OpenAI's ChatGPT learned from decades of internet-scale data. Humanoid robots don't have that luxury. As investors pour billions into embodied AI, comparisons between robots and large language models have become increasingly common.
But Jerry Wang, Global Executive Chairman of Faraday Future Intelligent Electric Inc. (FFAI) and CEO of AIxCrypto Holdings, Inc. (AIXC), says there are fundamental differences.
While ChatGPT analyzes text, images, and audio to predict the next best word, warehouse robots process force sensors, cameras, and grid layouts to determine the next best motion. That distinction could help explain why the next phase of the robotics race may be less about building smarter AI models and more about collecting real-world data.
The Data Gap
Large language models like ChatGPT benefited from an enormous head start. "They benefited from decades of internet-scale data," Wang told MarketDash. "Robots don't have that advantage. They learn by interacting with the physical world."
Every warehouse they navigate, every package they move and every task they complete generates operational data that can improve future performance. But unlike internet text, that data isn't readily available.
"It's harder, slower, and more expensive to collect," Wang said. That means scaling embodied AI isn't simply a matter of building larger models or adding more computing power. Companies first need robots operating in the real world, learning from real-world environments.
Deployment Becomes the Advantage
For Wang, that's where the industry's next competitive edge could emerge.
The more robots deployed, the more operational data companies can collect. More data leads to better performance, making robots increasingly valuable to businesses and encouraging wider adoption—a feedback loop that's fundamentally different from the one that fueled generative AI.

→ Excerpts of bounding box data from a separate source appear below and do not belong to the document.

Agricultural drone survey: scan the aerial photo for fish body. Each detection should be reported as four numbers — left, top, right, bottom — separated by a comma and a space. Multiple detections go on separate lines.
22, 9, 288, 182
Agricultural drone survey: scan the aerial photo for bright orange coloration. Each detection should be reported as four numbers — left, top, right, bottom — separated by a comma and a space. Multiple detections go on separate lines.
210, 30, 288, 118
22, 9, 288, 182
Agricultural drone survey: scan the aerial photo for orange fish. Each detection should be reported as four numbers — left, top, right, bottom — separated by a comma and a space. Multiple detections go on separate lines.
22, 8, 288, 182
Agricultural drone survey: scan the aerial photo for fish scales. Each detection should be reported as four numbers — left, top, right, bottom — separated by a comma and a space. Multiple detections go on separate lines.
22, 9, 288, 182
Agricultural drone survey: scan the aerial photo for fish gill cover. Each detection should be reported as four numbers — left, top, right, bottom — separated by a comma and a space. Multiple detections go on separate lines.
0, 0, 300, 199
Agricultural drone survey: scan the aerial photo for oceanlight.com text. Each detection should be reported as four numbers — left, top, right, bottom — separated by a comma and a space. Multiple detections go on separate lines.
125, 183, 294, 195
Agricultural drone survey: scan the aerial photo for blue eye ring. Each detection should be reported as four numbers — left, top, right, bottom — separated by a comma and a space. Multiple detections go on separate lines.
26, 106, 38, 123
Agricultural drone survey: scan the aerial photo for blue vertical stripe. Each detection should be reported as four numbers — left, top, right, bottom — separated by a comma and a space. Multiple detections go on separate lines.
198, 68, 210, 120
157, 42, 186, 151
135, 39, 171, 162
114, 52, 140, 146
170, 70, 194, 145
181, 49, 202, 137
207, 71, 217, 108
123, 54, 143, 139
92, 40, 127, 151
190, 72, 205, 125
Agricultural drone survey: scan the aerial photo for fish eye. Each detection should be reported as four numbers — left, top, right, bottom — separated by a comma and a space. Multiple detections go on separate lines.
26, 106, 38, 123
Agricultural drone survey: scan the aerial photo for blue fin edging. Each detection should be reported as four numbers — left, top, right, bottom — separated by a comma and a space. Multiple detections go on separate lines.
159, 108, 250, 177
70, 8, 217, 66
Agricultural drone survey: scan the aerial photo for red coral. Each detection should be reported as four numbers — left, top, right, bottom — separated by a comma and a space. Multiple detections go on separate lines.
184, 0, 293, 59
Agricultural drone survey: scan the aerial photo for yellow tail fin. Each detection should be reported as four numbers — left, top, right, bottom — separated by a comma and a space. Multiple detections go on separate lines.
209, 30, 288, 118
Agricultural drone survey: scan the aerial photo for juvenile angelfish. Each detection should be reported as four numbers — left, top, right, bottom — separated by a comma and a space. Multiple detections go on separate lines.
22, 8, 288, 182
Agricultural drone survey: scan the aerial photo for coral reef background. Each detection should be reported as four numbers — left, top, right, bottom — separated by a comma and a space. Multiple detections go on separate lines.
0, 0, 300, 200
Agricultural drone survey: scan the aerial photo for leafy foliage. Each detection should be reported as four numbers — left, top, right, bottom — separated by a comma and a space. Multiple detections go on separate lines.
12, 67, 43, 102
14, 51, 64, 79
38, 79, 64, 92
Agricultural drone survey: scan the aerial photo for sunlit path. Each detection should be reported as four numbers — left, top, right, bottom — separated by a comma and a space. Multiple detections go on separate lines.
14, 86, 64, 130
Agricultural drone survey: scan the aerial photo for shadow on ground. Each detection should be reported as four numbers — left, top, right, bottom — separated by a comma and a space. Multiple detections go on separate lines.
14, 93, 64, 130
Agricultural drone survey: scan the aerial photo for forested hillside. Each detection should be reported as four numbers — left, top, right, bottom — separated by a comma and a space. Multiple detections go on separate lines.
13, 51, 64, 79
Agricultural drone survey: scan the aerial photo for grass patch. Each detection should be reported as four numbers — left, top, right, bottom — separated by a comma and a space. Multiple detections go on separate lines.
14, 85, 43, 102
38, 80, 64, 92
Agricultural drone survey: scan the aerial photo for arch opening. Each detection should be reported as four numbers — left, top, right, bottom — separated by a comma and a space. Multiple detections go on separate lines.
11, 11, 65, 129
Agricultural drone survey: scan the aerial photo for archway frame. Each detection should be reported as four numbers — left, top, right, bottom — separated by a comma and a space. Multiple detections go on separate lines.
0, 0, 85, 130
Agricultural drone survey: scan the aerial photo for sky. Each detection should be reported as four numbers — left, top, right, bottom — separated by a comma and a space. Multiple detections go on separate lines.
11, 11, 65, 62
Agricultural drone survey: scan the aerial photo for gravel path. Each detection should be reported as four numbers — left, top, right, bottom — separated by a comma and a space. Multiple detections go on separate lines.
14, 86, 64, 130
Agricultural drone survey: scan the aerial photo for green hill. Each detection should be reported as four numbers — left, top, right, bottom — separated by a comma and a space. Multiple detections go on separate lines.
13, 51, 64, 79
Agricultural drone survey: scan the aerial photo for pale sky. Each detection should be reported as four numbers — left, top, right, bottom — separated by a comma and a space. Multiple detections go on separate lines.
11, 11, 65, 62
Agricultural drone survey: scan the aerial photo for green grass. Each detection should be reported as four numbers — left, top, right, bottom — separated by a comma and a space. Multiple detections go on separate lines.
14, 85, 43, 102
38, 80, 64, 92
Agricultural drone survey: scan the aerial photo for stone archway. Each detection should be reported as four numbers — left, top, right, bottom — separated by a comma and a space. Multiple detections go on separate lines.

"We believe that as more robots are deployed and used more frequently, the broader ecosystem has the potential to benefit," Wang said. "More deployment leads to more data, better performance, stronger ROI, and ultimately broader adoption."
That suggests deployment itself may become a strategic asset, not just a measure of commercial success.
The Next AI Race
Much of today's robotics conversation centers on who is building the smartest humanoid. Tesla, Inc. (TSLA), Figure AI, Unitree and Boston Dynamics continue competing to improve mobility, intelligence and real-world capabilities.
But if Wang is right, the companies with the biggest long-term advantage may not simply be those building the best robots today. They could be the ones putting the most robots into real-world environments tomorrow, creating proprietary datasets that competitors can't easily replicate.
For investors, that's an important distinction. The generative AI boom rewarded companies with access to massive amounts of digital data. The robotics boom may ultimately reward those with access to something much harder to acquire: millions of hours of real-world experience.